Say I'm in a small group of fanfiction writers, and the rules of the group say "no explicit sexual stories involving minors."


So far-- thank goodness --every small group I've been in lately has respected that rule-- no attempts to challenge it or debate its boundaries.


But ...That's a rule that could be a subject of intense debate if people WANTED to argue about it. How do you define a minor in, say, the world of Tron programs (who can look and act like adults on the same day they're created... and whose time system is so enigmatic that we can't even agree on what's the equivalent to a "year")? And how do you define an explicit sexual story, in the Tron fandom (where many of our erotic scenes are about characters touching each other's circuits nowhere near the genital area, and the climax gets called things like "overload" or "restart")? How in the world could you define any of the borders of that rule?


But a small, cooperative group will probably just go with it, and will have an overall agreement on what is meant, and will probably have no interest in breaking the agreed-upon spirit of the rule or debating the gray areas.


Now imagine a group large enough to have subcultures of not only spammers and scammers and trolls, but also bitterly feuding armies on both sides of a culture war. Right away, you'll be dealing with countless members finding ways to use that rule against each other:


"If you won't ban him over how he acts when he's debating social justice, you should at least ban him for posting a sex story about that character who never canonically has an age but In My Opinion is clearly an underage teenager"


"Moderators are biased against me! They used the no-sex-scenes-about-minors rule to ban my story where the character has flashbacks to being abused in childhood, but they won't ban that story about him hooking up with the AI right after creating him, even though the AI is less than a day old so it's clearly eroticizing this thing between a man and his newborn infant son"


"He has no business moralizing about other people's writing after THAT thing he wrote! just because no one's circuits turn purple in the scene doesn't change the fact that energy transfer is SEXUAL and between that pairing it's seriously CREEPY"


"I'm not slut-shaming her, I'm just saying that the OC she uses in her slutty roleplay claims to be 21 cycles old, so she'd BETTER make it clearer what side she's on in the argument over whether 'cycles' are days or years"


And the moment you get enough people questioning the boundaries of a rule like that (with or without ulterior motives against others, or accusations of unfairness) ... the moderator suddenly has to deal with constant attacks from all sides regarding their interpretation and application of the rules, no matter HOW many times in how many ways they tweak the wording and enforcement.


Not only can you not make everyone happy-- you can't even make everyone stop actively rooting for your death, calling you an oppressor/abuser/predator, and trying to cause you real-life harm. With enough people, the category of People Causing Serious Problems becomes far too big to be dealt with.


At this point a conscientious moderator who cares about the group will likely just give up.

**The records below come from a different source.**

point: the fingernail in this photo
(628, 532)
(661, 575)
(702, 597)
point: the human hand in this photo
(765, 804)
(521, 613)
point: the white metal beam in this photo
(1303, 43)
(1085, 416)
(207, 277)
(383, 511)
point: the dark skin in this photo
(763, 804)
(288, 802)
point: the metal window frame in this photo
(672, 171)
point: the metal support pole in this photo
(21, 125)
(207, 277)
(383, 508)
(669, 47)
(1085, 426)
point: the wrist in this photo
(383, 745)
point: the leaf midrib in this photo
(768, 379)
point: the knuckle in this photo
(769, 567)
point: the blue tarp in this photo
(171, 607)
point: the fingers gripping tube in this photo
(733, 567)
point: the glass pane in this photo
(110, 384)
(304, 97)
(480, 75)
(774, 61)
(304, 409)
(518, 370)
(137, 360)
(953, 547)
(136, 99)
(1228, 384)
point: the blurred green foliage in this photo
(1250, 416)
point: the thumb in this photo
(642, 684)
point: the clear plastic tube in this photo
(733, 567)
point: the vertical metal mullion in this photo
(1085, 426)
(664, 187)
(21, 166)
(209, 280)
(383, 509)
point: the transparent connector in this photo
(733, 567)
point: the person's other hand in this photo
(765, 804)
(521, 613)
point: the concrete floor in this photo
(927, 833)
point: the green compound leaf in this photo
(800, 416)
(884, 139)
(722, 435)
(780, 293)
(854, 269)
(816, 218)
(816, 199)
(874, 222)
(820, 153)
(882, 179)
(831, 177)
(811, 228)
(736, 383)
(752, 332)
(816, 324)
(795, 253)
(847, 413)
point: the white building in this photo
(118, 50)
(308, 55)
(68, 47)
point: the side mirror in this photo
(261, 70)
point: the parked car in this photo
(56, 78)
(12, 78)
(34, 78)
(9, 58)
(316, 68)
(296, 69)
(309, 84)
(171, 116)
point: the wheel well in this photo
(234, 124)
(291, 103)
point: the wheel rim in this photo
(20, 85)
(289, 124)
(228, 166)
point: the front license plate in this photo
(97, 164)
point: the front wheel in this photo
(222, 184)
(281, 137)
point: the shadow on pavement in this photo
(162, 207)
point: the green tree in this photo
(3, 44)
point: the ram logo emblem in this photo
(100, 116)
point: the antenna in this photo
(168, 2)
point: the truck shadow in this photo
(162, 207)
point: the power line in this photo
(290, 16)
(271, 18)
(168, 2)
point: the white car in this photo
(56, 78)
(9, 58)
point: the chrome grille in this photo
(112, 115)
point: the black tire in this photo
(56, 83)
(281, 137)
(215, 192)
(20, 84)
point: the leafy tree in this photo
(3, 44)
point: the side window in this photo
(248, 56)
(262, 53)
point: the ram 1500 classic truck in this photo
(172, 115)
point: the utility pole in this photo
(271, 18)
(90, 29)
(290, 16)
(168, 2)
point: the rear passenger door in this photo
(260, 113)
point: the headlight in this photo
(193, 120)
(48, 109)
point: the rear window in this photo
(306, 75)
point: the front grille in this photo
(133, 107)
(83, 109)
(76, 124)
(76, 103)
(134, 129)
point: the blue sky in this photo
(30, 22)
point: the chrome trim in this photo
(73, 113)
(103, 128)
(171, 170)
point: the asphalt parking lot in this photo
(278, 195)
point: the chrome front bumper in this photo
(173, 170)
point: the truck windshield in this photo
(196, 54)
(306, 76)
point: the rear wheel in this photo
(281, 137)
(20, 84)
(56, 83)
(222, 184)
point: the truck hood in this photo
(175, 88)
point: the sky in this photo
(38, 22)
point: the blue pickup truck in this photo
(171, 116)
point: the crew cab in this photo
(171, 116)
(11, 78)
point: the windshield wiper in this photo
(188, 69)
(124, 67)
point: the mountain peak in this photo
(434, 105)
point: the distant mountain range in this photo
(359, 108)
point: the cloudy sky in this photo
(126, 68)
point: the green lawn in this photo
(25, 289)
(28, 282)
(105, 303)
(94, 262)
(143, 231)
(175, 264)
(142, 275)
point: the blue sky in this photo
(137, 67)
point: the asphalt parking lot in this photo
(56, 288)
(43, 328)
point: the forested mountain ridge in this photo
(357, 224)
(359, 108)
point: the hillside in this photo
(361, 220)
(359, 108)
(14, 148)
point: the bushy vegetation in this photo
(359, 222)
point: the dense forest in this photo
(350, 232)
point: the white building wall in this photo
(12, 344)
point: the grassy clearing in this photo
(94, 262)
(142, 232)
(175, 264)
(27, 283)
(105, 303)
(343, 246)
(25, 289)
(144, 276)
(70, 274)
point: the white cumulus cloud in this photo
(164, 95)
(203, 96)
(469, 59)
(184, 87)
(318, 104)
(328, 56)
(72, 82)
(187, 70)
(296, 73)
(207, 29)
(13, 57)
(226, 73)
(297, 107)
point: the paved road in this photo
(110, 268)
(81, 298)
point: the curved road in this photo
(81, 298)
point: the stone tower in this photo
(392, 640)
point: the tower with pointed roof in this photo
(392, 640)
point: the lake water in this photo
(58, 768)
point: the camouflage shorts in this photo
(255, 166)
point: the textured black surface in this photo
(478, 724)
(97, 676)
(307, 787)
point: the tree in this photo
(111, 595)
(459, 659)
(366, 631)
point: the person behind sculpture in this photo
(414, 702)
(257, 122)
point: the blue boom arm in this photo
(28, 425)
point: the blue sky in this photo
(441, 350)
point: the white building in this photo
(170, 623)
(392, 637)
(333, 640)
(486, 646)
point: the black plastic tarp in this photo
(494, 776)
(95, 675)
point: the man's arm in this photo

A corporate owner of a social media site, who's gotten rich entirely by convincing stockholders that this venture will someday make money, is going to keep trying... but is not going to care enough to do it well. At all.


So... part of me hopes every online group I belong to will always stay small.


And I take at least some comfort in knowing that if the small ones get just slightly too big, parts can always break off and start anew.


(Dividing after reaching a certain size is natural cell behavior. Whatever is going on with major social media..... is not.)